Pronounced orbital-coupled asymmetrically coordinated NiCoMn heterotrimetallic atomic sites enable efficient thousand-hour urea electrooxidation-coupled hydrogen production

Urea electrooxidation offered an energy-efficient alternative to water oxidation for hydrogen generation, but its implementation was hindered hindered by sluggish kinetics and instability under industrial current densities. We report a monolayer asymmetrically coordinated trimetallic atom sites catalyst (A-NiCoMn-TAC/LDH) with a defect-rich coordination environment. It requires 1.26 ± 0.01 V vs.

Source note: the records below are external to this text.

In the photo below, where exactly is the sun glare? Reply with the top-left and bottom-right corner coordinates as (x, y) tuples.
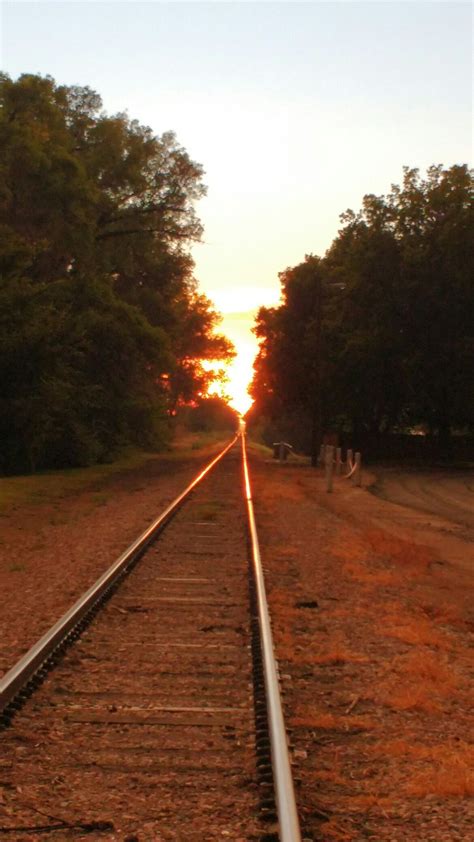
(222, 348), (255, 415)
(203, 300), (277, 416)
(204, 350), (254, 416)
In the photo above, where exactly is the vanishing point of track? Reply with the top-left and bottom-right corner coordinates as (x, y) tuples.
(0, 435), (302, 841)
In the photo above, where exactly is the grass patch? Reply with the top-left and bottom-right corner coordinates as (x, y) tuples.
(0, 447), (159, 512)
(369, 739), (474, 797)
(406, 763), (474, 798)
(378, 612), (450, 648)
(246, 440), (274, 458)
(169, 430), (232, 459)
(0, 433), (232, 514)
(374, 649), (460, 713)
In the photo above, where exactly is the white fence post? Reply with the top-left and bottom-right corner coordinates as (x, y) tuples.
(353, 452), (362, 486)
(335, 447), (342, 475)
(346, 448), (353, 473)
(325, 445), (334, 492)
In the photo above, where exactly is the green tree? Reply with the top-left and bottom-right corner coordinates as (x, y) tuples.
(0, 73), (233, 471)
(329, 165), (474, 446)
(184, 396), (239, 433)
(0, 73), (98, 283)
(325, 197), (408, 437)
(251, 255), (329, 463)
(0, 274), (169, 472)
(388, 165), (474, 445)
(250, 165), (473, 458)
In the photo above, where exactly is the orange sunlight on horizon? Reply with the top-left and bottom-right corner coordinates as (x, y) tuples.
(204, 291), (280, 415)
(204, 346), (255, 416)
(205, 346), (255, 416)
(204, 309), (263, 415)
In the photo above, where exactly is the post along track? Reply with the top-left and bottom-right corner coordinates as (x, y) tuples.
(0, 435), (301, 841)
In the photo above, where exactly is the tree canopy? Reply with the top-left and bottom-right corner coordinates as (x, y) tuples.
(0, 73), (233, 472)
(250, 165), (473, 460)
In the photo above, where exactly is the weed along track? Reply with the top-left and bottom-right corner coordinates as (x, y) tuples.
(0, 438), (301, 841)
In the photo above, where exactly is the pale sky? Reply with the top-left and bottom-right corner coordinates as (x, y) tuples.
(1, 1), (472, 411)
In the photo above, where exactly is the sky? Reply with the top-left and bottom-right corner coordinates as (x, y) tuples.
(1, 0), (472, 411)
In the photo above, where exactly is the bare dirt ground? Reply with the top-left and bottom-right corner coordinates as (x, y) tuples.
(1, 443), (473, 840)
(369, 467), (474, 545)
(251, 454), (473, 841)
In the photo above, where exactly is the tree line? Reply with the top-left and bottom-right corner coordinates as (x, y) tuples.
(0, 73), (232, 472)
(249, 165), (473, 462)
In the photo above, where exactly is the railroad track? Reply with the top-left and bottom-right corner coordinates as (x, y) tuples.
(0, 436), (302, 841)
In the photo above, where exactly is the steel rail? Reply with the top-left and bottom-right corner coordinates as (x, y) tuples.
(241, 432), (302, 842)
(0, 437), (238, 715)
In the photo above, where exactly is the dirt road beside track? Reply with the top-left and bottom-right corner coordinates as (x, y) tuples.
(251, 454), (473, 841)
(370, 465), (474, 535)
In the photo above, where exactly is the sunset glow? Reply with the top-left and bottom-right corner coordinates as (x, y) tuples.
(205, 306), (268, 415)
(223, 345), (255, 416)
(206, 347), (255, 416)
(204, 290), (280, 415)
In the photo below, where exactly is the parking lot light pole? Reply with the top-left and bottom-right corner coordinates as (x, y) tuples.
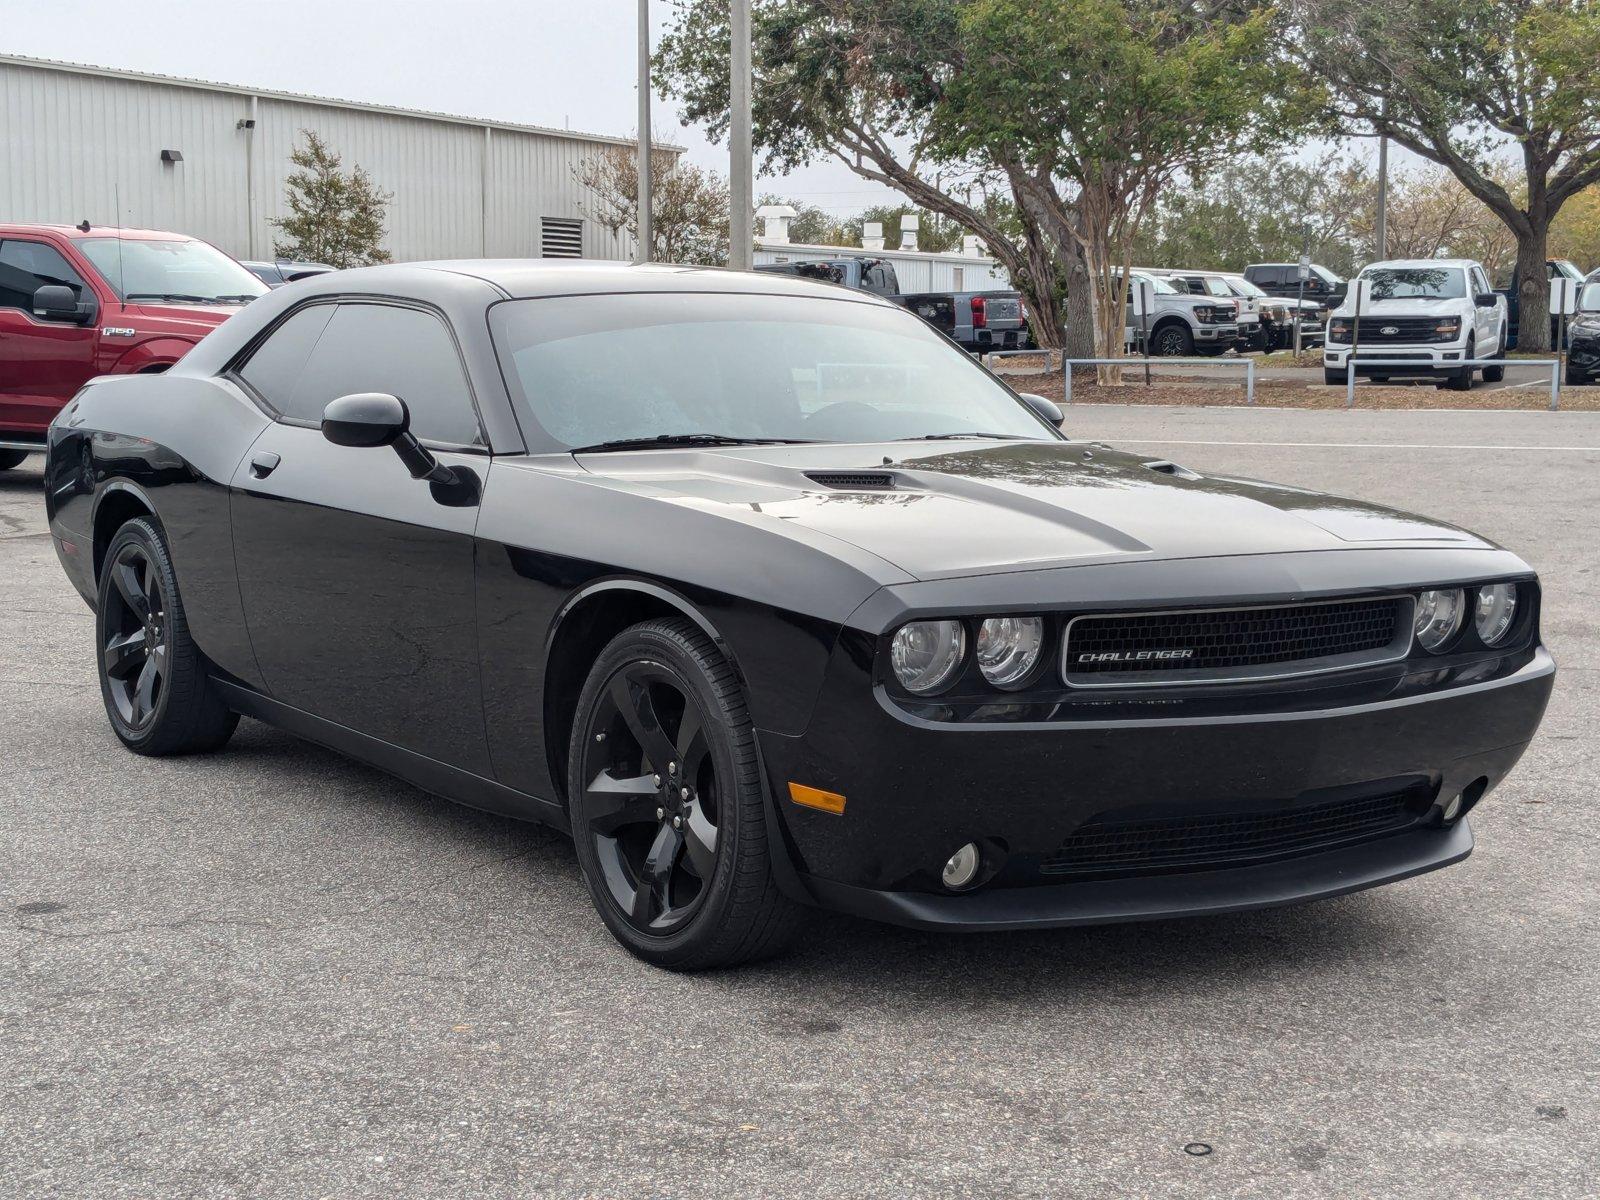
(636, 0), (652, 265)
(729, 0), (754, 270)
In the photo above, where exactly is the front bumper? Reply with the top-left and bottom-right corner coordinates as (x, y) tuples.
(1324, 340), (1469, 374)
(1568, 330), (1600, 378)
(1193, 323), (1238, 342)
(760, 644), (1553, 930)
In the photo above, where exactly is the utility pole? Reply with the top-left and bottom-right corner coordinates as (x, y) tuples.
(636, 0), (653, 264)
(729, 0), (754, 270)
(1374, 99), (1389, 261)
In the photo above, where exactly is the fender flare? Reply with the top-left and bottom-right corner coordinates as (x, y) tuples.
(109, 337), (199, 374)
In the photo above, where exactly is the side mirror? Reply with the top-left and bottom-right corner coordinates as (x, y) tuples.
(34, 284), (91, 325)
(322, 391), (408, 448)
(1475, 293), (1498, 308)
(1019, 391), (1064, 426)
(321, 392), (480, 505)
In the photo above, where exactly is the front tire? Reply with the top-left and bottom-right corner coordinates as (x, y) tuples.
(0, 449), (29, 471)
(96, 517), (238, 755)
(1324, 368), (1346, 386)
(1150, 323), (1193, 357)
(1444, 338), (1475, 391)
(568, 617), (804, 970)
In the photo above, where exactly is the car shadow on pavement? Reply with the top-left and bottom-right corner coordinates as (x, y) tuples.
(218, 716), (1412, 1004)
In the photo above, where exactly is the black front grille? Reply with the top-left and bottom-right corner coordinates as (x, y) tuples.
(1041, 791), (1421, 877)
(1332, 317), (1458, 344)
(1065, 597), (1407, 683)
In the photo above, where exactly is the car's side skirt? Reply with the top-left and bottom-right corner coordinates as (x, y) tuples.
(212, 679), (570, 833)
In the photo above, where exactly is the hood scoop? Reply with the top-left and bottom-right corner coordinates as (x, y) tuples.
(1142, 459), (1202, 480)
(805, 471), (897, 491)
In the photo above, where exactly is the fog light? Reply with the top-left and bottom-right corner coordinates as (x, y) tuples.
(942, 842), (981, 890)
(1441, 793), (1463, 822)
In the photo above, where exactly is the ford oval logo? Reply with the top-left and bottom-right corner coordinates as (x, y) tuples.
(1380, 325), (1399, 335)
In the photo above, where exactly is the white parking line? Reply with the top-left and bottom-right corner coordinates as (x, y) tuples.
(1107, 439), (1600, 452)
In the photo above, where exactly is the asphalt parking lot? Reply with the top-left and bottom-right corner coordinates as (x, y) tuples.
(4, 405), (1598, 1199)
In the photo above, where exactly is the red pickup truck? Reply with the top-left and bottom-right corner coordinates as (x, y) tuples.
(0, 224), (268, 470)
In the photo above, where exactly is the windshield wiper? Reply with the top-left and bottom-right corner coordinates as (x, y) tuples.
(903, 432), (1034, 442)
(570, 433), (816, 453)
(125, 292), (225, 304)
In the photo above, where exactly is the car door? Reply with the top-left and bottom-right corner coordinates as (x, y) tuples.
(227, 299), (493, 774)
(1469, 266), (1497, 349)
(0, 238), (100, 436)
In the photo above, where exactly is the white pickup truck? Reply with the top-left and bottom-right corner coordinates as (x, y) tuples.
(1323, 259), (1509, 390)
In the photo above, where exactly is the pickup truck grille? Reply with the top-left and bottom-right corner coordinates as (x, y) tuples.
(1345, 317), (1457, 344)
(1040, 789), (1425, 878)
(1062, 596), (1412, 686)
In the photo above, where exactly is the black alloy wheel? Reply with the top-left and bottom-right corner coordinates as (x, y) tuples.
(101, 539), (169, 731)
(582, 661), (721, 934)
(95, 518), (237, 755)
(1152, 324), (1193, 357)
(569, 618), (803, 969)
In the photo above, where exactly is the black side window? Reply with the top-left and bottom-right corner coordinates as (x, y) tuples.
(1254, 266), (1285, 287)
(237, 304), (336, 410)
(0, 240), (89, 311)
(280, 303), (484, 447)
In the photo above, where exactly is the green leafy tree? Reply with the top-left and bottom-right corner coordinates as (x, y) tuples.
(1290, 0), (1600, 349)
(270, 130), (392, 268)
(657, 0), (1079, 348)
(935, 0), (1309, 361)
(577, 145), (732, 265)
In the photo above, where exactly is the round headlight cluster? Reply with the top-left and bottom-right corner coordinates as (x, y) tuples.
(1474, 583), (1519, 645)
(1414, 588), (1465, 652)
(890, 620), (966, 694)
(976, 616), (1045, 689)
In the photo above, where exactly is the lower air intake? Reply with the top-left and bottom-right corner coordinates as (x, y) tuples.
(1040, 791), (1423, 878)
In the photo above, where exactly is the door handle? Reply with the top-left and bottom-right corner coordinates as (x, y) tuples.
(249, 450), (281, 478)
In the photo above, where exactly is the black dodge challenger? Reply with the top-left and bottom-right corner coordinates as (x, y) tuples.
(45, 261), (1555, 969)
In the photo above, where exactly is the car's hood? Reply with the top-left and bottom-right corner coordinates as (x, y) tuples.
(1332, 296), (1466, 319)
(126, 301), (247, 332)
(575, 440), (1490, 581)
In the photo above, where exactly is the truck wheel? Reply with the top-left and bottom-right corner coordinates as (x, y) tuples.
(1482, 330), (1507, 382)
(1567, 363), (1589, 387)
(1323, 368), (1346, 386)
(1444, 339), (1476, 391)
(1151, 324), (1193, 357)
(0, 449), (29, 471)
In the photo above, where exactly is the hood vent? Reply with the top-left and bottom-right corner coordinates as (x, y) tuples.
(805, 471), (896, 490)
(1143, 459), (1202, 481)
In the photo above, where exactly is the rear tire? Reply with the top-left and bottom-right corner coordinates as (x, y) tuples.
(96, 518), (238, 755)
(0, 449), (28, 471)
(568, 617), (805, 970)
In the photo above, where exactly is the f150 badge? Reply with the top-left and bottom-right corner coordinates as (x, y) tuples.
(101, 326), (136, 337)
(1077, 649), (1195, 663)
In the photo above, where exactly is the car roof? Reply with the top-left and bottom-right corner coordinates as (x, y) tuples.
(1362, 259), (1476, 270)
(300, 259), (901, 306)
(0, 223), (199, 242)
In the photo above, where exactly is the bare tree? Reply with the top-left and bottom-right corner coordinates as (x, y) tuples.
(575, 146), (731, 266)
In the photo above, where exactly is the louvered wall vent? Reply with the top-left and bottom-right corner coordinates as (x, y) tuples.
(805, 472), (896, 490)
(540, 217), (584, 258)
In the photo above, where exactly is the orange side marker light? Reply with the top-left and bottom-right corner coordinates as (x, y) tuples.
(788, 782), (846, 815)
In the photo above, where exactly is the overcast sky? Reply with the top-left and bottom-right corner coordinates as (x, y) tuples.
(3, 0), (904, 217)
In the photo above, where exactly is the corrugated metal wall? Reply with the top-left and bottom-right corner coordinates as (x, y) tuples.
(0, 58), (641, 263)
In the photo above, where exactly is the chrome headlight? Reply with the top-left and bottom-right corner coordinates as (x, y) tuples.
(1474, 583), (1519, 645)
(890, 620), (967, 694)
(976, 616), (1045, 689)
(1414, 589), (1465, 653)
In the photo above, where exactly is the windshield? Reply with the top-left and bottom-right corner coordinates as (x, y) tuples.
(1580, 281), (1600, 311)
(1312, 265), (1345, 285)
(78, 238), (269, 304)
(1124, 274), (1177, 296)
(490, 292), (1059, 449)
(1360, 267), (1467, 301)
(1224, 276), (1268, 299)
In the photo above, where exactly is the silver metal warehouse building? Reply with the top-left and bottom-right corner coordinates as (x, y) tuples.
(0, 54), (675, 263)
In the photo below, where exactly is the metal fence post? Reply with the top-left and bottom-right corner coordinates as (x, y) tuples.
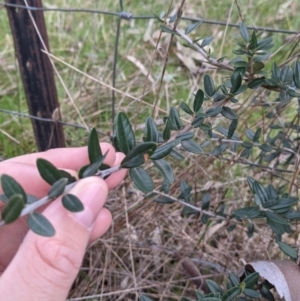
(5, 0), (65, 151)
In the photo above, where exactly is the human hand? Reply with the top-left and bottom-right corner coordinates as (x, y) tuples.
(0, 143), (127, 301)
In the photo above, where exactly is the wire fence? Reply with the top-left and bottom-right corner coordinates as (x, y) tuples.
(0, 0), (299, 153)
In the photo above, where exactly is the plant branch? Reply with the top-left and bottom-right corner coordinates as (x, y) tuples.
(0, 165), (122, 228)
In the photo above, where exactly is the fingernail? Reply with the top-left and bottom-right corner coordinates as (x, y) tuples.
(72, 181), (107, 228)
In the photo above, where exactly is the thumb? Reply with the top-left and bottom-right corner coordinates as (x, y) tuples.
(0, 177), (109, 301)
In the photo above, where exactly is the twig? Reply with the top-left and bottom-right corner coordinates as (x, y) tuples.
(0, 165), (122, 227)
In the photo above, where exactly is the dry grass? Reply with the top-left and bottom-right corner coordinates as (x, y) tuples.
(1, 0), (300, 300)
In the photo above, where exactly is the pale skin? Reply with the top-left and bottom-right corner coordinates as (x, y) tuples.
(0, 143), (127, 301)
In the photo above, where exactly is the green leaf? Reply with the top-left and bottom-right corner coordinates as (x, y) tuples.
(169, 149), (184, 161)
(193, 89), (204, 113)
(221, 106), (238, 120)
(151, 141), (178, 160)
(222, 286), (241, 301)
(260, 287), (275, 301)
(160, 24), (178, 35)
(1, 174), (27, 203)
(1, 194), (25, 224)
(239, 22), (249, 42)
(253, 127), (261, 142)
(212, 143), (228, 156)
(175, 131), (195, 141)
(48, 178), (68, 199)
(206, 279), (224, 294)
(229, 272), (240, 286)
(277, 241), (297, 259)
(204, 74), (215, 97)
(36, 158), (64, 185)
(82, 151), (108, 177)
(27, 212), (55, 237)
(248, 78), (265, 89)
(153, 159), (174, 184)
(243, 288), (260, 298)
(115, 112), (136, 155)
(228, 119), (238, 138)
(234, 206), (261, 218)
(185, 20), (202, 34)
(181, 139), (203, 154)
(121, 142), (157, 168)
(206, 106), (222, 117)
(180, 102), (194, 115)
(62, 194), (84, 212)
(130, 167), (153, 193)
(265, 211), (289, 225)
(293, 61), (300, 89)
(230, 73), (242, 94)
(145, 117), (159, 142)
(88, 128), (102, 163)
(244, 272), (259, 288)
(192, 115), (205, 127)
(163, 119), (171, 141)
(201, 36), (214, 48)
(59, 170), (76, 184)
(169, 106), (183, 130)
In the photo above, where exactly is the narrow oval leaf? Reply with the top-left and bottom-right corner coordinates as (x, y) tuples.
(222, 286), (241, 301)
(121, 142), (157, 167)
(201, 36), (214, 48)
(169, 149), (184, 161)
(88, 128), (102, 163)
(221, 106), (238, 120)
(234, 206), (261, 218)
(116, 112), (136, 155)
(153, 159), (174, 184)
(206, 106), (222, 117)
(265, 211), (289, 225)
(239, 22), (249, 42)
(36, 158), (63, 185)
(230, 73), (242, 94)
(228, 119), (238, 138)
(120, 153), (145, 168)
(27, 212), (55, 237)
(243, 288), (260, 298)
(150, 141), (177, 160)
(204, 74), (215, 97)
(160, 24), (178, 35)
(163, 119), (171, 141)
(129, 167), (153, 193)
(181, 139), (203, 154)
(1, 174), (27, 203)
(293, 61), (300, 89)
(244, 272), (259, 288)
(206, 279), (224, 294)
(193, 89), (204, 113)
(169, 107), (183, 130)
(212, 143), (228, 156)
(1, 194), (25, 224)
(229, 272), (240, 286)
(82, 151), (108, 178)
(62, 194), (84, 212)
(48, 178), (68, 199)
(175, 131), (195, 141)
(180, 102), (194, 115)
(185, 20), (202, 34)
(277, 241), (297, 259)
(145, 116), (159, 142)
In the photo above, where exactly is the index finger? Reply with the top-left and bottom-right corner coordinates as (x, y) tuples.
(5, 143), (116, 171)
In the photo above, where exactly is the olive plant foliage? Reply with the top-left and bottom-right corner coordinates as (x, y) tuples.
(1, 21), (300, 300)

RHE at 10 mA cm^-2 and maintains stability for 600 h at 500 mA cm^-2 in half-cell tests, and operates for 1500 h at an industrial level of 1000 mA cm^-2 in an anion-exchange membrane electrolyzer. X-ray absorption spectra reveal the defective coordination structures around the heterotrimetallic atoms and their electrochemical dynamic structural adaptation during the urea oxidation reaction. Through operando spectroscopy and theoretical calculations, we identify defect engineering induced strong d-p-d orbital coupling, creating a π-donation-mediated charge transfer pathway. This configuration lowers the energy barrier for the formation of CON₂* and enhances urea adsorption over OH*, enabling high-performance urea oxidation.